THE DREAM TRAVELER
Even Before I opened my eyes I knew I was in danger. I stirred at the soft crunch of footsteps drawing closer. My neck was crooked at a painful angle, and I opened my eyes. Thin stones loomed out of the blue-black fog. For a strange suspended moment, an image of crooked teeth came to mind, and then I saw them for what they really were. Gravestones.
I tried to push myself up to sitting, but my hands slipped on the wet grass. Feeling my way through the vapour, my knees of my jeans soaked up dew as I crawled between the haphazardly placed graves and monuments. A ghoulish howl drifted down from above, and while it sent a shudder through me, it wasn’t the sound I was most frightened of. The footsteps trampled over the grass behind me, but whether they were near or far I couldn’t tell. I knew instinctively that I had to hide, but I was disoriented; it was too dark to see clearly, the eerie blue fog casting spells before my eyes. A shout of pursuit cut through the mist, and I hurried my pace. In the distance, trapped between two walls of spindly and overgrown trees, a white stone mausoleum glowed through the night. Rising to my feet, I ran towards it.
I slipped between two marble monuments, and when I came out on the other side, he was waiting for me. A towering silhouette, his arm raised to strike. I tripped backwards. As I fell, I realised my mistake: He was made of stone. An angle raised on a pediment, guarding the dead. I might have smothered a nervous laugh, but my head collided against something hard, jarring the world sideways. Darkness encroached on my vision.
I woke in a hospital. The ceiling was white, the walls a serene blue. The room smelled of lilies, fabric softener, and ammonia.
“Oh Clary at last, baby” a familiar voice whispered, and the person behind it flung herself out of her chair and at me “Oh, sweetheart”. She sat on the edge of my bed and drew me into a suffocating hug. “I love you” she choked into my ear. “I love you so much.”
“Mom.” The mere sound of her name scattered the nightmares I’d just pulled myself out of a wave of calm filled me, loosening the knot of fear in my chest.
“What . . . happened to me?” I asked
Mom dragged her fingertips under her eyes to dry them. I knew her well enough to know she was only trying to appear self-composed for my benefit. I immediately braced myself for bad news.
“You’ve been missing . . . for eleven weeks.” She said while squeezing my hand.
“What happened to me?
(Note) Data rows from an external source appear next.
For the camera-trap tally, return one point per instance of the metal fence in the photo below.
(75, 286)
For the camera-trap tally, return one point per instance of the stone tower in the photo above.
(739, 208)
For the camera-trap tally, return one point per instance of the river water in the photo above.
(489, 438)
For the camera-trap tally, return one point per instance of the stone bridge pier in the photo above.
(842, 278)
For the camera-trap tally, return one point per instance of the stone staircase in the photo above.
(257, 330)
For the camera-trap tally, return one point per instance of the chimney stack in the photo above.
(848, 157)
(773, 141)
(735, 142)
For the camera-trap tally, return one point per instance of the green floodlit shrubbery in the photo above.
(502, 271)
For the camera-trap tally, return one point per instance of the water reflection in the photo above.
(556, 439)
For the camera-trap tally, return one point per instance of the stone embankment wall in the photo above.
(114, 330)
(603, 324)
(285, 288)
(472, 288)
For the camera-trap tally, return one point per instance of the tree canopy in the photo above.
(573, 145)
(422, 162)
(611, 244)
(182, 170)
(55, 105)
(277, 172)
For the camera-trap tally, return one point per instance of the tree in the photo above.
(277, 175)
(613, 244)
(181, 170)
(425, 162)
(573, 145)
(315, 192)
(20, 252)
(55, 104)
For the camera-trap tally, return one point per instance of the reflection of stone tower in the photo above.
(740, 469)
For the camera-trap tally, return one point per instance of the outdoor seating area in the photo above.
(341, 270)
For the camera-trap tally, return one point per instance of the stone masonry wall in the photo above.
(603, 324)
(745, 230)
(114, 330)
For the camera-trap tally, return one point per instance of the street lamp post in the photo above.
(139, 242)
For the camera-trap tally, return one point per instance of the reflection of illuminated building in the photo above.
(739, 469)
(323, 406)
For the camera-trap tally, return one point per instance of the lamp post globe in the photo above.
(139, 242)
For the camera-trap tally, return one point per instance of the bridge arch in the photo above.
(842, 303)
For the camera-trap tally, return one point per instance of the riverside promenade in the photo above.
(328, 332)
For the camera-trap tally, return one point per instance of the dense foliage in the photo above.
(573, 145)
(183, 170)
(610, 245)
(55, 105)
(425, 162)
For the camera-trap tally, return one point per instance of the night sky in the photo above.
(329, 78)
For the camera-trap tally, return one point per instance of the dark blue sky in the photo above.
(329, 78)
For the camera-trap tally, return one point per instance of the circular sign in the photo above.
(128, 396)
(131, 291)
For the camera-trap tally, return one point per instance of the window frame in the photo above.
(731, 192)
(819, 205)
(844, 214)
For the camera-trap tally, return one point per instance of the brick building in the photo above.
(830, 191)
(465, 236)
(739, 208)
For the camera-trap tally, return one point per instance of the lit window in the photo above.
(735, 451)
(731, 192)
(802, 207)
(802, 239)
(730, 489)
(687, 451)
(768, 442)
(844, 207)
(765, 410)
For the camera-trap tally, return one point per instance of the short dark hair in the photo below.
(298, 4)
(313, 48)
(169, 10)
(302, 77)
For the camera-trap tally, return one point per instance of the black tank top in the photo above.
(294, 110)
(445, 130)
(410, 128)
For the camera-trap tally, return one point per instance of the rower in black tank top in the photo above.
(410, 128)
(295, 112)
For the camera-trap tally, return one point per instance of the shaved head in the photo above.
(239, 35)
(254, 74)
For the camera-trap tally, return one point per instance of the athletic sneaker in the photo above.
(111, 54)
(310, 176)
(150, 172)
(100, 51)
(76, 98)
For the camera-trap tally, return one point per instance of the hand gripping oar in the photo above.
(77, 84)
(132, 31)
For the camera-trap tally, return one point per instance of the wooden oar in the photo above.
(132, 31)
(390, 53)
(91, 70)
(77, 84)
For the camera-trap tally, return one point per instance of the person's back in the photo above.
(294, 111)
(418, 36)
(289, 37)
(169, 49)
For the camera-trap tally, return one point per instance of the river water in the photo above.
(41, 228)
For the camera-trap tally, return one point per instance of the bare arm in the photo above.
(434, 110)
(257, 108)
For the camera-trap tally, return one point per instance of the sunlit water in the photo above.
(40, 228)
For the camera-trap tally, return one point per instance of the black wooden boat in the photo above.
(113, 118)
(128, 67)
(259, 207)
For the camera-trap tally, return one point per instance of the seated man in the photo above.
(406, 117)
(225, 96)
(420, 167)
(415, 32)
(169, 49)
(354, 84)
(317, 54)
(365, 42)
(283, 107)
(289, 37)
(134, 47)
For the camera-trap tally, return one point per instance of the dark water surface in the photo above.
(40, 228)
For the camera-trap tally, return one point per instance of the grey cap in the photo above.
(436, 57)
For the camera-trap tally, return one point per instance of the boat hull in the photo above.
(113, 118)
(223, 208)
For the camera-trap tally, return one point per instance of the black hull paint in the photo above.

Was I . . I couldn’t bring myself to say the word. Kidnapped. It was so clinical. So impossible.
“The police are doing everything they can to piece together answers.” She put on a smile, but it wavered. As if she needed something to anchor herself to. “The most important thing is that you’re back. You’re home. Everything that happened - it’s over. We’re going to get through this.”
“How was I kidnapped?” the question was directed more at myself. How did this happen? Who would want to kidnap me? Had they pulled up in a car while I was leaving school? Stuffed me in the boot while I was crossing the car park? Had it been that easy? Please no. why hadn’t I run? Why hadn’t I fought? Why had it taken me so long to escape? Because clearly that’s what had happened. Wasn’t it? The shortage of answers pecked away at me.
“What do you remember, honey?” mom asked “detective Charles said even a small detail might be helpful. Think back. Try to remember. How did you get to the cemetery? Where were you before that?”
“I don’t remember anything. It’s like my memory . . .” I broke off . it was like part of my memory had been stolen. Snatched away, with nothing left in its place but a hallow panic. A feeling of despair swayed inside me making me feel as if I’d been shoved off a cliff without warning. I was falling and I feared the sensation far more than hitting bottom.